The rest areas in NV are not much to speak about. The McDonalds ones, and the motel ones, they are more of tourist spots (a.k.a. trap). The true "rest areas" that I know of, are along the freeway, and were just restrooms, water fountains, and a few picnic tables. With parking on one side for trucks and one side for cars. 

I also remember rest areas not being very safe places after dark.....not somewhere as an average traveler, I would want to spend the night anymore. When I went to Houston TX as a teenager, I lived in a rest area just outside of town for almost three weeks. Very different place after dark.


----------



## WaltP (Jan 21, 2013)

Now you guys got me interested in creating a 1960's style rest stop TTrak module. The ones where they put a building over a hole in the ground. 

Just can't seem to find many pix from before the 'modern' days.


----------



## ShaderMike (Jan 23, 2016)

WaltP said:


> Just can't seem to find many pix from before the 'modern' days.


It may not be easy or efficient, but you could peek through the Library of Congress' Flickr offerings to see if there's anything you can use.
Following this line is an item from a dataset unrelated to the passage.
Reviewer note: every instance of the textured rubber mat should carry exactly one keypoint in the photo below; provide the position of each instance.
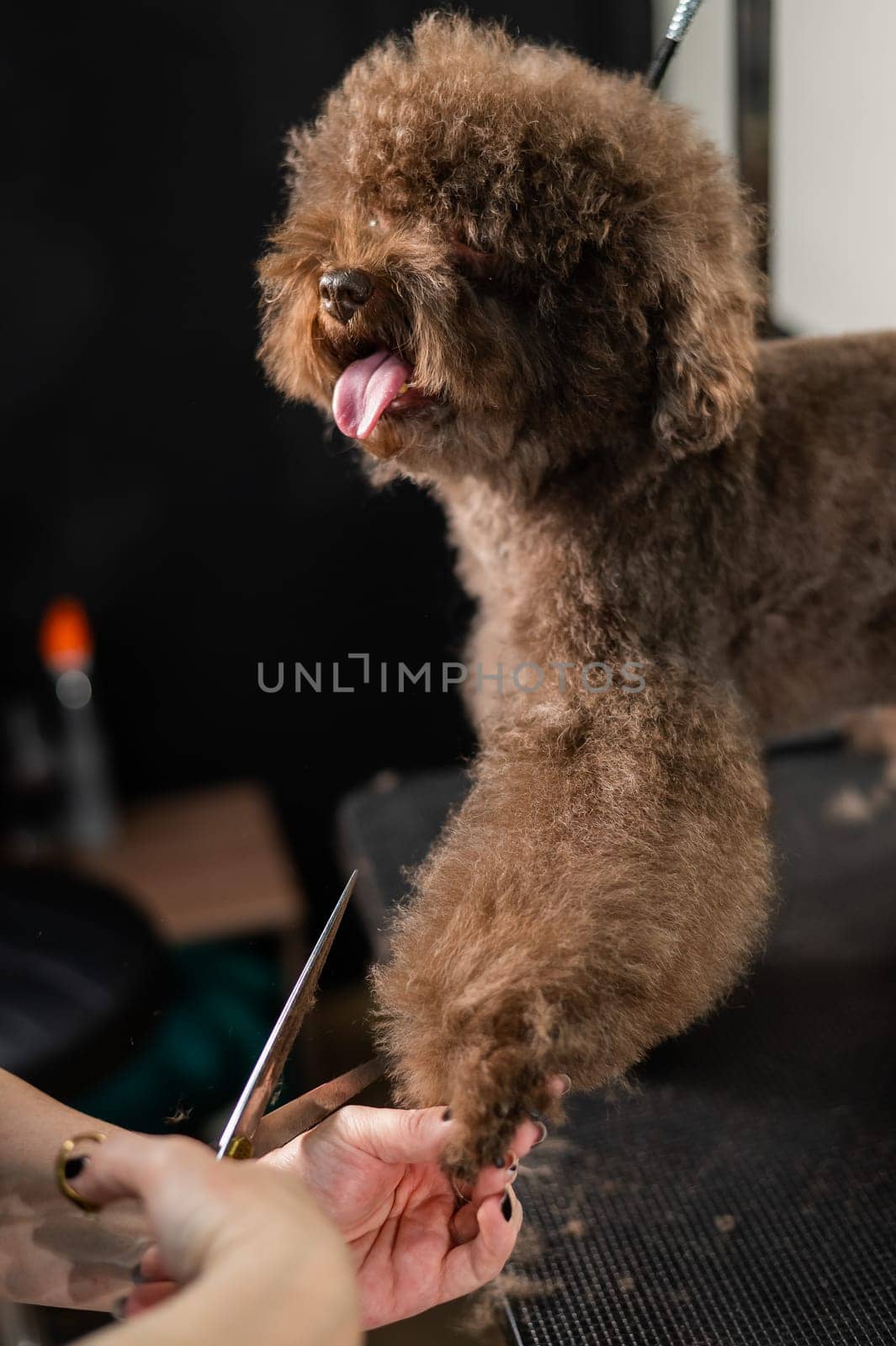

The album view might help a little.


----------



## GNfan (Jun 3, 2016)

*Rest Areas*

To be honest about it, I don't think rest areas came to Washington State before the late 1960's - early 1970's as the I-5 and I-90 corridors were built. A lot of us remember stopping at gas stations, restaurants, and such before then. And as people have mentioned, modern state run Rest Areas from Washington State to Northern California (at least) look like small-town city parks with parking spaces for tractor-trailers and "doggie areas"; but without the playground equipment.


----------